The point of exit codes is that they're straightforward for programmers to extract, rather than error messages, which require the programmer to capture and parse stderr. So, no, I don't think you've rescued this very bad argument.
I don't think this is a bad argument at all. It wouldn't kill anyone to include a brief stderr worthy message along with the exit. Especially when, and correct me if I'm wrong, code 126 is pretty vague here. "Command not executable" doesn't seem even correct to me.
The entire point of Unix exit codes is to communicate enumerated errors to programmers without having them have to intercept stderr and parse unstructured output. But to spot this error, of "I literally don't know how to use execve", all you need to do is look for the nonzero exit code.

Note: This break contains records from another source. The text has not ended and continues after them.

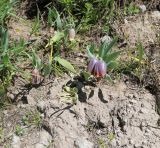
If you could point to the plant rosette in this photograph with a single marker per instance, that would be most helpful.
(103, 60)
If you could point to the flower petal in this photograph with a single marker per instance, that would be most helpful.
(91, 65)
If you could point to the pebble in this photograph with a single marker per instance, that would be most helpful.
(16, 142)
(83, 143)
(31, 100)
(143, 8)
(44, 139)
(106, 39)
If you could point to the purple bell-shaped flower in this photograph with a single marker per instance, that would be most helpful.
(97, 68)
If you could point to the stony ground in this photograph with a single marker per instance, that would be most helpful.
(106, 115)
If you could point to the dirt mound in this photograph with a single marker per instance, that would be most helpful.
(113, 116)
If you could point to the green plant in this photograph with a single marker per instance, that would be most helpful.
(131, 9)
(1, 133)
(102, 59)
(69, 95)
(19, 131)
(57, 42)
(32, 118)
(36, 25)
(102, 144)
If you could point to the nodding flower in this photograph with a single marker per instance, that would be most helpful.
(71, 34)
(97, 68)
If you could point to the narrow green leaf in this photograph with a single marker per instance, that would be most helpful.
(65, 64)
(90, 51)
(56, 38)
(102, 49)
(6, 60)
(111, 57)
(112, 65)
(108, 48)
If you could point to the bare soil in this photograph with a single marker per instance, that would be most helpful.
(119, 115)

I suspect that the person who kicked this subthread off didn't realize that the error can't be triggered from the shell (like, they thought it was "insufficient arguments" and not "malformed input to execve"), and now we're just bikeshedding a justification for being angry at Unix error codes. Seems like not a super valuable discussion to have.
One good reason not to have a user-friendly error message here is that literally no user will ever see it. In fact: it's likely that in the entire history of this program, it has never once been executed in the fashion that would generate this error, except to exploit it.
Again this is indeed a bike-shedding conversation but how hard is it to print an error message along with the error code? Seems harmless enough and just one more line of code.